If you’re new to this, you can see the posts from 2008 and 2009, but the idea is the more people who subscribe to this blog via feed readers (like Google Reader), the more money I give away. According to my spies at Feedburner, the current subscriber count is 1,250, which is pathetically similar to what it was a year ago. Like last year, I’ll start with $0.50 for each of those people as a base ($650), and add $1 for every new subscriber after one week, to a maximum of $1,000 (just in case this goes viral and I end up having to pay a quadrillion dollars or something).

As a bonus, I’m also donating $0.50 for each new Twitter follower (spammers and other non-human accounts not included, along with those who have astronomical following counts).

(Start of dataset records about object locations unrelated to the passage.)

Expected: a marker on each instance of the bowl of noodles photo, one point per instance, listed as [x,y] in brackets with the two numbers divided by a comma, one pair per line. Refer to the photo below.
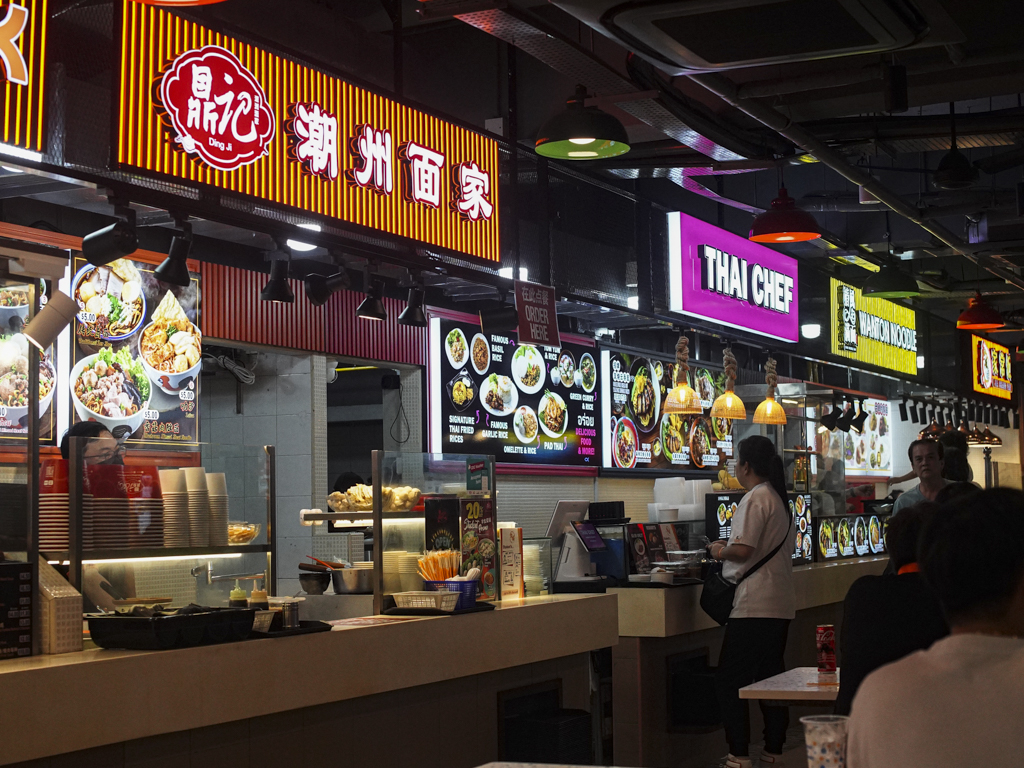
[171,347]
[14,379]
[111,301]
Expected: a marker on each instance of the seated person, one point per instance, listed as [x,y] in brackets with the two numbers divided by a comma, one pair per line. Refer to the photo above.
[887,616]
[961,702]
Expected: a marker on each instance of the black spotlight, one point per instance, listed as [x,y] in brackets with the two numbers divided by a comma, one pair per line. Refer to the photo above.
[174,269]
[114,242]
[373,306]
[413,313]
[278,288]
[318,289]
[860,418]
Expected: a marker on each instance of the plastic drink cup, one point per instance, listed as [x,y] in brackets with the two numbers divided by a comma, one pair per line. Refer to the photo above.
[825,736]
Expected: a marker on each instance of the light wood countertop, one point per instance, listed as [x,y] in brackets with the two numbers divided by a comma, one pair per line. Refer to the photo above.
[676,610]
[59,704]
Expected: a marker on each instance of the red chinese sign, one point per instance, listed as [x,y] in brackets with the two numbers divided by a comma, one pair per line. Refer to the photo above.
[538,320]
[228,115]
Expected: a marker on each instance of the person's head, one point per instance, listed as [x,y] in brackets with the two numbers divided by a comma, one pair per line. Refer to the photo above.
[954,439]
[970,552]
[904,532]
[926,459]
[346,480]
[101,449]
[758,462]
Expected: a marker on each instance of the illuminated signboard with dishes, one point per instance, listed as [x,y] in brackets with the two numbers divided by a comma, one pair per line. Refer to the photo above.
[873,331]
[720,276]
[206,109]
[991,369]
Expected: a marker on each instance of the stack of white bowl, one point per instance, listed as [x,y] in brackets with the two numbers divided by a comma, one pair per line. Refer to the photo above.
[199,507]
[175,493]
[217,486]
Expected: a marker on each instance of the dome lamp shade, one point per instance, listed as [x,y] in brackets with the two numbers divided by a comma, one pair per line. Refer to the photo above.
[582,132]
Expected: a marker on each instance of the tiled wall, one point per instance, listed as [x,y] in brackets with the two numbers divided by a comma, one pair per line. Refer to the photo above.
[276,410]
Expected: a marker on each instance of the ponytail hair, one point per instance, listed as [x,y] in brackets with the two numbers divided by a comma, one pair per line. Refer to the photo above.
[760,453]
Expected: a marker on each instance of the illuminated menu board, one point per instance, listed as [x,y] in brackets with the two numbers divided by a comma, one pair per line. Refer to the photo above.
[519,402]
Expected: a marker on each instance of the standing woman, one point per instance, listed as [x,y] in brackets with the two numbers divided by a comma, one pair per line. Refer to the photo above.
[764,604]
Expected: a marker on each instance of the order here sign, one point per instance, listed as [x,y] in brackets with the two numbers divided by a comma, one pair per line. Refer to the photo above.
[538,321]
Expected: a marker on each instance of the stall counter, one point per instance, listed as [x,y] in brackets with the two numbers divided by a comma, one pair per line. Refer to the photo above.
[123,695]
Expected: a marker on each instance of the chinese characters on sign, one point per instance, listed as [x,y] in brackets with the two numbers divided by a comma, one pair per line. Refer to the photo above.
[342,153]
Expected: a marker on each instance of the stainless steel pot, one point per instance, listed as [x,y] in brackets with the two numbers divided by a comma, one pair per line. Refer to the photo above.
[353,581]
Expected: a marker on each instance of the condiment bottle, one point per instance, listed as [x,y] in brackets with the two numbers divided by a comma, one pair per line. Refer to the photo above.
[258,600]
[238,597]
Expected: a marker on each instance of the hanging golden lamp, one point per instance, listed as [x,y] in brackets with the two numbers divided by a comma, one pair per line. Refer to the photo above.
[727,404]
[682,398]
[769,412]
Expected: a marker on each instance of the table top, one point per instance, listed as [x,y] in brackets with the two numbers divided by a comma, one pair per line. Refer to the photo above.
[798,684]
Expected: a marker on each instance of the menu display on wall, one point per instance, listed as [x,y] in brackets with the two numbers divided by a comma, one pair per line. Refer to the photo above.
[518,402]
[869,452]
[136,353]
[991,369]
[638,435]
[14,371]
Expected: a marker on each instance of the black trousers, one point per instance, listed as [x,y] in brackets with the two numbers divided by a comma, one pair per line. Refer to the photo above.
[753,649]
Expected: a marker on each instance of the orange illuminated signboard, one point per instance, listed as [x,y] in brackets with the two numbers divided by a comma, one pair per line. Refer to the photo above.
[23,48]
[991,369]
[203,108]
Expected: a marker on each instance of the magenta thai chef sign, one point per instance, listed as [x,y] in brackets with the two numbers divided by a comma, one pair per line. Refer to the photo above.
[720,276]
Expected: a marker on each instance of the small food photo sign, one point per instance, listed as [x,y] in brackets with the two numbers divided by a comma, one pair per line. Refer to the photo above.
[136,353]
[640,435]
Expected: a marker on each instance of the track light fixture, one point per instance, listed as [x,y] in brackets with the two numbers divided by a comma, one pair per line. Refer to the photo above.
[278,288]
[413,313]
[174,269]
[320,289]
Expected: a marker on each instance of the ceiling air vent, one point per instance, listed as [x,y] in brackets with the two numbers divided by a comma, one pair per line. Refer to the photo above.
[712,35]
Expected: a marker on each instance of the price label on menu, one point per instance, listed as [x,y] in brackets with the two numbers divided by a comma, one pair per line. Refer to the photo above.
[520,402]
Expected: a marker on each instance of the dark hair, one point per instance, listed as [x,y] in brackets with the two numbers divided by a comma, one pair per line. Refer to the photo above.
[954,439]
[760,453]
[955,466]
[975,573]
[925,441]
[904,532]
[80,429]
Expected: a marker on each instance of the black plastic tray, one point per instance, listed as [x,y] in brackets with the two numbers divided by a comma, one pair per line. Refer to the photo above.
[162,633]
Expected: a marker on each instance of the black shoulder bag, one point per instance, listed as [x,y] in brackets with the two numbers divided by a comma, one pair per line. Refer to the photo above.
[719,594]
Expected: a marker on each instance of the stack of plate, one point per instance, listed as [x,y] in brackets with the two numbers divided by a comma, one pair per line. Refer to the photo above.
[199,507]
[175,493]
[531,570]
[217,485]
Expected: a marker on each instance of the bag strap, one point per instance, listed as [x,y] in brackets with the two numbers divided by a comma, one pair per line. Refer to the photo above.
[769,556]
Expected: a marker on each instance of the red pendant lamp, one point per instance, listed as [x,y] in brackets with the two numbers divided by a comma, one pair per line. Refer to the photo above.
[979,315]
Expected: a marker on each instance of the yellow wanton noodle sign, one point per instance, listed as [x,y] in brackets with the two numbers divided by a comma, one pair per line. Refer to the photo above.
[872,331]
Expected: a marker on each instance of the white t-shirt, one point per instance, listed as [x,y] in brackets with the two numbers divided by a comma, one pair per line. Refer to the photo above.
[961,702]
[762,521]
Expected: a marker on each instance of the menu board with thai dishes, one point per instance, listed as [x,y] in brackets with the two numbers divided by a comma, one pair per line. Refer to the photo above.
[639,435]
[867,452]
[14,370]
[137,353]
[518,402]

At the moment of writing this, that number is 2,147. Again, this will be up to a maximum of $1,000 (so don’t bother following me if the count hits 3,147, I guess) – yeah, I know everyone’s doing it, and for more money, but I don’t have Véro cash.

The recipient of my stupid crazy giveaway this year will be the Old Brewery Mission, who will no doubt then add me to a mailing list like Dans la Rue and the Welcome Hall Mission, where I will be reminded regularly through the mail of how my contributions are helping people.

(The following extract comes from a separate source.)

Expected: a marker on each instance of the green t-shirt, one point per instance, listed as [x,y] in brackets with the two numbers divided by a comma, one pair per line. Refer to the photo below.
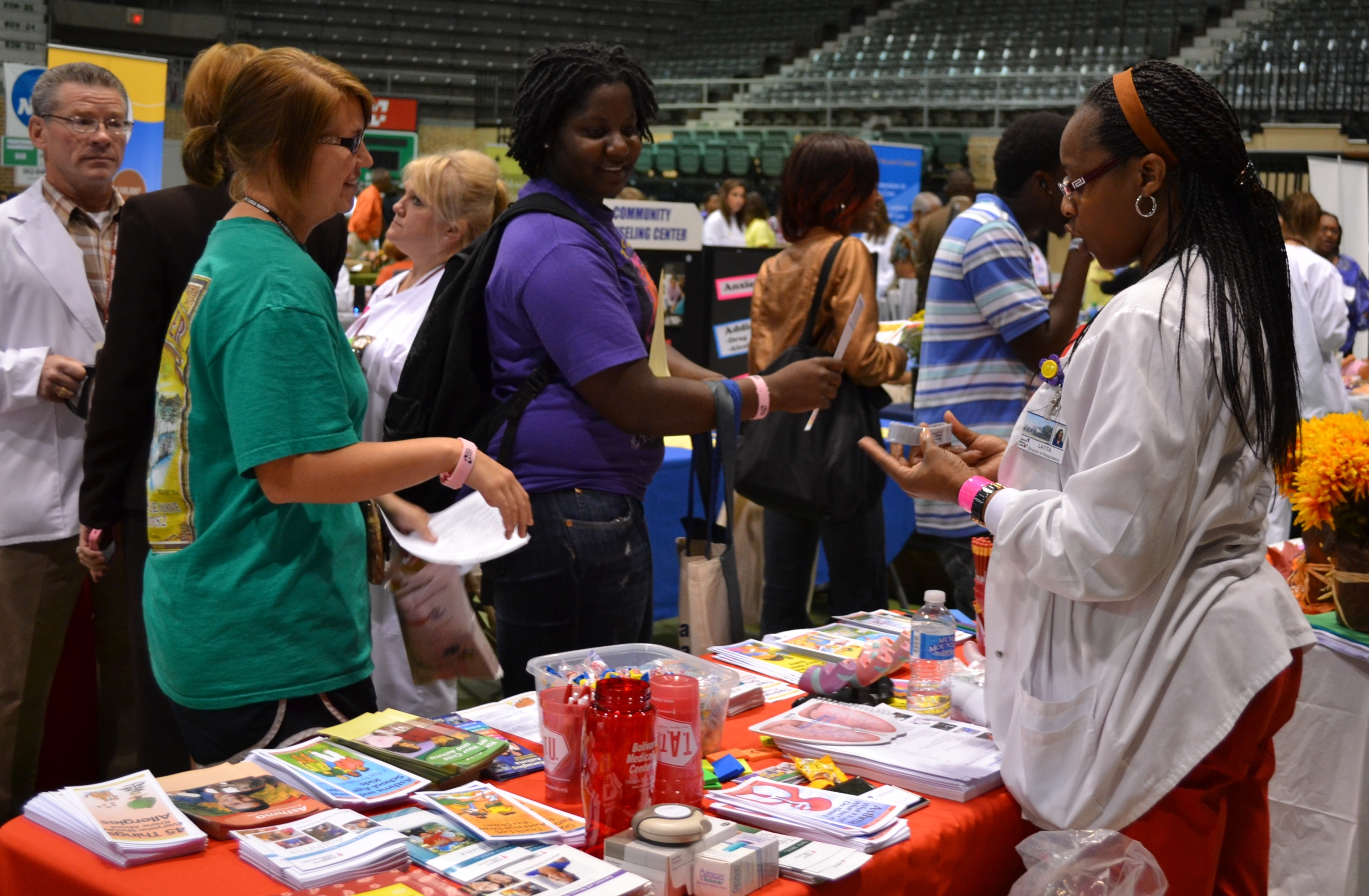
[248,601]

As if I care about helping people. I’m in this to get famous, and giving money to readers directly doesn’t give me a tax receipt.

This not-contest ends exactly one week from now, at noon (ish) on Wednesday, Dec. 22.

P.S. Speaking of giveaways, I have a small collection of swag – some media-related, others of local interest – that people have handed me over the past little while that I can’t really use because it offends my ethical sensibilities. I haven’t figured out the most fun way of distributing this stuff to those who might enjoy it, so I welcome your suggestions below. A charity auction? A party? A contest? Use it to bribe people into becoming friends with me? Just throw it in the garbage? Hand it to Jean Naimard where his burning rage will cause it to immediately combust?

Media hold out their hands (please don’t bite them)

As the holiday season approaches, La Presse is doing their annual thing and putting its vedettes up for rent in an auction.

The lots are familiar to those who have witnessed this stunt the past few years: Yves Boisvert, Serge Chapleau, Marie-Claude Lortie and others propose some activity related to their specialty. Patrick Lagacé also offers to let you shadow him for a day, but he’ll let just about anyone spend time with him for free.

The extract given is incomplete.